Technical Program

Paper Detail

Paper ID	E-2-3.1
Paper Title	PRIVACY PRESERVING ACOUSTIC MODEL TRAINING FOR SPEECH RECOGNITION
Authors	Yuuki Tachioka, Denso IT Laboratory, Japan
Session	E-2-3: Speech Recognition
Time	Wednesday, 09 December, 17:15 - 19:15
Presentation Time:	Wednesday, 09 December, 17:15 - 17:30 Check your Time Zone
	All times are in New Zealand Time (UTC +13)
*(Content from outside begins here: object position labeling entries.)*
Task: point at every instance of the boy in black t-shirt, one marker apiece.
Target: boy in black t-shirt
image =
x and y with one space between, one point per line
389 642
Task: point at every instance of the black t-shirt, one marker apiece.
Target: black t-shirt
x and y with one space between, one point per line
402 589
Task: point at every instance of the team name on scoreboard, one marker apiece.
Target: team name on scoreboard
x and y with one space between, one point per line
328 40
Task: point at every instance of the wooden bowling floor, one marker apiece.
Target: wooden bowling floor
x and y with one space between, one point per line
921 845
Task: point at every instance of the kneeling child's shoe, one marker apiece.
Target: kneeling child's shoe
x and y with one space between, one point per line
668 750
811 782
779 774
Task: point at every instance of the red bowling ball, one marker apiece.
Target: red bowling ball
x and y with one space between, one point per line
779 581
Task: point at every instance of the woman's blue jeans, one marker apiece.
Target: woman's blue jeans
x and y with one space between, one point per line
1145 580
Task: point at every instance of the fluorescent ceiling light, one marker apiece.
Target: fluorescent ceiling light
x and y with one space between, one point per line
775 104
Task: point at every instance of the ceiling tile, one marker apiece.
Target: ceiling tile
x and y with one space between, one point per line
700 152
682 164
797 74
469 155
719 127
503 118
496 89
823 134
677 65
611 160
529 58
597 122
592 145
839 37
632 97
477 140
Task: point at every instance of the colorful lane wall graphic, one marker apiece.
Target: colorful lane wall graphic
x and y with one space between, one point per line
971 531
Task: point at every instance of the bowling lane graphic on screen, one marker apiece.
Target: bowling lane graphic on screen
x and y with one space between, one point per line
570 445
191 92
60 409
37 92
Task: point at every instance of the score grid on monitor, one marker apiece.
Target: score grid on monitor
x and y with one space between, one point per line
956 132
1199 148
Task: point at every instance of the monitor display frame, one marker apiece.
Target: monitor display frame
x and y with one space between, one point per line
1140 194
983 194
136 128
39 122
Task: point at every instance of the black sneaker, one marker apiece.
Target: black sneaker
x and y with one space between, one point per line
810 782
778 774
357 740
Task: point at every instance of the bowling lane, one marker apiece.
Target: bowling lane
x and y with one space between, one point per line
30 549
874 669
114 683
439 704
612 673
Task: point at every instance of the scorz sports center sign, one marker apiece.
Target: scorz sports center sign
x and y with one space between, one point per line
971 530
Topic	Speech, Language, and Audio (SLA):
Abstract	In-domain speech data significantly improve the speech recognition performance of acoustic models. However, the data may contain confidential information and exposure of transcriptions may lead to a breach in speakers' privacy. In addition, speaker identification can be problematic when speakers want to hide their membership of a certain group. Thus, the in-domain data must be deleted after its period of use. However, once the data are deleted, models cannot be updated for future architectures. Privacy preservation is necessary when retaining speech data; it is important that the transcriptions cannot be reconstructed and the speaker cannot be identified. This paper proposes a privacy preserving acoustic model training (PPAMT) method that satisfies these requirements and formulates the sensitivities of three features (n-grams, phoneme labels, and acoustic features) for PPAMT. A sensitivity analysis showed that phoneme labels and acoustic features were less susceptible to PPAMT than n-grams, which is optimal because accurate phoneme labels and acoustic features are needed for acoustic model training. Speech recognition experiments showed that the word error rate degradation by PPAMT was less than 0.6\% as a result of this property.